Not too long afterward, I began playing hooky on my graduate work in poetry, sending oddly shaped prose items to the little book’s affiliated website. Improbably, one after another, they were accepted. One of the first readings I ever gave was at the old McSweeney’s storefront in Brooklyn, a one-table imitation restaurant in a vitrine backed by a pulpit in which I stood and read. I could do this again, I thought immediately after finishing.

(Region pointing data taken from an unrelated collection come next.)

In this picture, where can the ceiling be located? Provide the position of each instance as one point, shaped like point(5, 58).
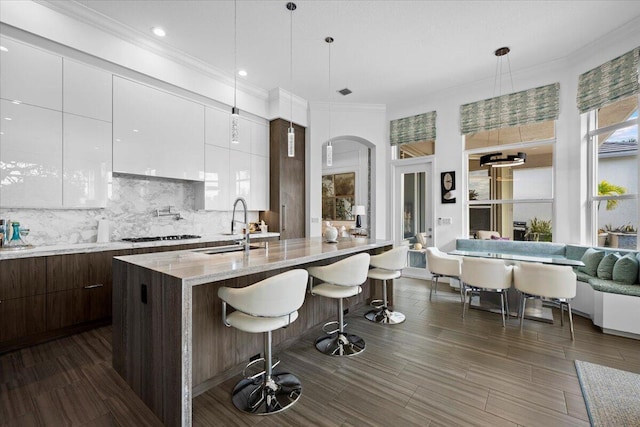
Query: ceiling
point(386, 52)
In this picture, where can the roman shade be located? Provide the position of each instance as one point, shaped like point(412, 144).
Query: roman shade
point(609, 82)
point(418, 128)
point(520, 108)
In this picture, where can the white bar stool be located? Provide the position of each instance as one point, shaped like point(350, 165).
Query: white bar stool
point(263, 307)
point(342, 279)
point(387, 266)
point(548, 282)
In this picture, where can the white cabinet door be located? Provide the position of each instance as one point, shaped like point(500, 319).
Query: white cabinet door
point(156, 133)
point(260, 139)
point(240, 175)
point(30, 156)
point(86, 91)
point(216, 180)
point(217, 127)
point(30, 75)
point(259, 183)
point(87, 161)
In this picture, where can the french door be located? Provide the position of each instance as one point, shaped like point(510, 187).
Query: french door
point(412, 212)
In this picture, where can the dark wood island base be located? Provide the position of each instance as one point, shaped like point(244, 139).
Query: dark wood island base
point(169, 342)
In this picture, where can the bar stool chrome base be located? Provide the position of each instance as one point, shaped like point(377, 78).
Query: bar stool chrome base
point(260, 397)
point(384, 315)
point(340, 344)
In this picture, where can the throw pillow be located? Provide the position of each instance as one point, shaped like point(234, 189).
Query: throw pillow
point(626, 269)
point(591, 260)
point(605, 268)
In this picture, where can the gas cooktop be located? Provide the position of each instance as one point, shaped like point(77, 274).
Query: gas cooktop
point(156, 238)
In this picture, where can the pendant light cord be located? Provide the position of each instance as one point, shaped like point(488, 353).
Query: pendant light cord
point(291, 66)
point(235, 52)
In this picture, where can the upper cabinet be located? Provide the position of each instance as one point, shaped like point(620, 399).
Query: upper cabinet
point(87, 91)
point(42, 166)
point(30, 156)
point(234, 169)
point(87, 161)
point(156, 133)
point(30, 75)
point(217, 129)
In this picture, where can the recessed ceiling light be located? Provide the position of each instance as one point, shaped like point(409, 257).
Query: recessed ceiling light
point(158, 31)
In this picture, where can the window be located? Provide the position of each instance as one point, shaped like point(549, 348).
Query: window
point(338, 196)
point(613, 138)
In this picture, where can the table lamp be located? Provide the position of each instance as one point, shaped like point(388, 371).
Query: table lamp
point(358, 210)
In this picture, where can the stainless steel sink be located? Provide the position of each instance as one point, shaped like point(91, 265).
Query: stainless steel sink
point(224, 249)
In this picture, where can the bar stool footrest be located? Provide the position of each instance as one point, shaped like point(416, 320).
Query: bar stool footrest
point(336, 327)
point(384, 315)
point(247, 374)
point(340, 344)
point(260, 397)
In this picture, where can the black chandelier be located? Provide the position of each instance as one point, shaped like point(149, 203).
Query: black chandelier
point(496, 160)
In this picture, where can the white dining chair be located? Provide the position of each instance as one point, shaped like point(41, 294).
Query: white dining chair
point(440, 265)
point(486, 275)
point(548, 282)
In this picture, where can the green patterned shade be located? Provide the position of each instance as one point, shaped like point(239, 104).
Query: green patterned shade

Dave Eggers insisted I write a story for The Better of McSweeney’s, which collected stories from the first ten issues of the magazine. He printed it on the book’s spine. Then he insisted I write a collection. I did, and he published it, my first book of prose, something I thought would be an aberration but instead opened a door for me, and through it I walked. When he asked me to write a fable, I said I just couldn’t do it, but with his encouragement and editorial wisdom I did, and he published that, too.
You will see by now that I would not be the writer I am today without McSweeney’s.
But you’re just one person, you might say. Hardly a miracle. Oh? Consider, also, this: Somehow, every few years, a McSweeney’s project spins off into an independent organization that improves lives around the world: The Valentino Achak Deng Foundation. 826 Valencia. The Voice of Witness project.
How can one group do so much? And how, please, try to explain, can it be possible that almost twenty years later, the McSweeney’s empire still manages to lead us into previously unimaginable situations of writing, art, design, performance, politics, and service?
It’s a simple formula: A collaborative faith in the improbable. McSweeney’s continues to function as if a thousand visionaries asked, Why not this? Why not, indeed?
It matters to me that whatever happens, the people of McSweeney’s—including me and you—will continue to care about beauty, truth, kindness, justice, reason, and other things the world needs more of. I am grateful McSweeney’s is still here, still challenging and informing and consoling us more than ever.